Arch Phys Med Rehabil 2002 Aug;83(8):1123-1129
Shawaryn MA, Schultheis MT, Garay E, Deluca J.
Neuropsychology and Neuroscience Laboratory, Kessler Medical Rehabilitation Research and Education Corp, West Orange, NJ (Shawaryn, Schultheis, Garay, DeLuca); and Department of Physical Medicine and Rehabilitation, University of Medicine and Dentistry of New Jersey-New Jersey Medical School, Newark, NJ (Shawaryn, Schultheis, DeLuca).
To explore the relationship between the Multiple Sclerosis Functional Composite (MSFC), which is comprised of 3 clinical dimensions (arm and hand function, leg function and ambulation, cognition), and an everyday functional skill, driving performance.
Medical rehabilitation research organization.
Twenty-nine individuals with documented multiple sclerosis (MS) and limited motor decrements.
MAIN OUTCOME MEASURES:
Driving-related skills were measured by using the overall category rating from the Useful Field of View (UFOV) Test, its 3 subtests, the error and latency scores from the Neurocognitive Driving Test (NDT), subjective (self-report) and objective (Department of Motor Vehicles [DMV] reports) reported driving experience, and number of motor vehicle crashes. Within the group, differences were explored between participants rated as low risk versus moderate-high risk on the UFOV overall score and between participants who reported a change in driving habits after MS versus those who reported no change.

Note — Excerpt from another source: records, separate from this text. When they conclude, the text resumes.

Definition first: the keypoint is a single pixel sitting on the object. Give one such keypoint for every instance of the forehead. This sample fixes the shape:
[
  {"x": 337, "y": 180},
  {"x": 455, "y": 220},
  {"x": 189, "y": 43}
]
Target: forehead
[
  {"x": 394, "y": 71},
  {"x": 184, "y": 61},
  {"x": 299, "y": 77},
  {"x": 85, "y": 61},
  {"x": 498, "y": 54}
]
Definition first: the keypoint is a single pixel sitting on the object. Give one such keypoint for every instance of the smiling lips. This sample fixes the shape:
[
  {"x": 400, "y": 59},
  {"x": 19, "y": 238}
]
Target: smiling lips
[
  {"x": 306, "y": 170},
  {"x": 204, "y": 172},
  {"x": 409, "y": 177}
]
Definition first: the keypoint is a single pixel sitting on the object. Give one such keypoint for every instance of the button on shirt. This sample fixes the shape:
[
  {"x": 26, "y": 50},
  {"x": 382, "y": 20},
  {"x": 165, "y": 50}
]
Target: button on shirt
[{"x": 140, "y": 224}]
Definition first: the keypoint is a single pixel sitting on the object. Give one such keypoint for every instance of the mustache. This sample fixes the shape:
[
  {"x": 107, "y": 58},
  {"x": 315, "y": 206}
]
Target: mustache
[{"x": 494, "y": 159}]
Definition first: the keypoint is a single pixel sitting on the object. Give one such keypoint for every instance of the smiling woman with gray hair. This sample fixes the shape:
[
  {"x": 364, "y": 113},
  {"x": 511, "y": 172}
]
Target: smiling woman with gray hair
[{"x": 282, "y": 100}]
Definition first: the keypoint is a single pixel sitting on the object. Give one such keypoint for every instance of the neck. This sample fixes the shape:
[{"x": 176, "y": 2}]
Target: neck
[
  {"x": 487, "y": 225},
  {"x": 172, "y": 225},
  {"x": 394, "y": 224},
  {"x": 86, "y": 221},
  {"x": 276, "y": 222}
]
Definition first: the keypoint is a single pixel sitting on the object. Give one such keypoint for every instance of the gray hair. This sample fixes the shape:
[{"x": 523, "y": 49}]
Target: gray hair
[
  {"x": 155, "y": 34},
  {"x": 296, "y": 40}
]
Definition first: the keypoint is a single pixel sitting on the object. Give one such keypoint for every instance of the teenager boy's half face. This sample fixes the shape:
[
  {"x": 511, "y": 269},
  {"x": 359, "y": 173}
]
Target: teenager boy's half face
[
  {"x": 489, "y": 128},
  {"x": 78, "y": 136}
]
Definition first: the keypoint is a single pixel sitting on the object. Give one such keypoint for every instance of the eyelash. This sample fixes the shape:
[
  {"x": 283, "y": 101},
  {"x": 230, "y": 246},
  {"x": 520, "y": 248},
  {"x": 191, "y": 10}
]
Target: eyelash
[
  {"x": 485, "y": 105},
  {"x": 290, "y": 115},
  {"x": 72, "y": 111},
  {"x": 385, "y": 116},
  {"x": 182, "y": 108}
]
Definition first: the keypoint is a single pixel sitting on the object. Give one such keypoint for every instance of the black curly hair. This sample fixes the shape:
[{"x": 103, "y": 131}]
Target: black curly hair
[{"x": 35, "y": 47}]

The overall MSFC score correlated significantly with the UFOV overall score, the visual-information processing and selective attention subtests of the UFOV, the NDT latency score, as well as with the number of days a week the individual drove and the number of crashes reported by the DMV. An examination of the MSFC components revealed that the cognition component was significantly related to the UFOV overall score, all 3 subtests of the UFOV, and the NDT latency score. The arm and hand function component correlated significantly with NDT latency and the selective attention subtest of the UFOV. Individuals classified as low risk on the UFOV overall had more education, better MSFC scores, and lower NDT latency scores. Only the overall MSFC score distinguished those who reported a change in driving habits after onset of MS.
Problems with everyday functional skills such as driving are accurately identified through the use of the overall MSFC and its components.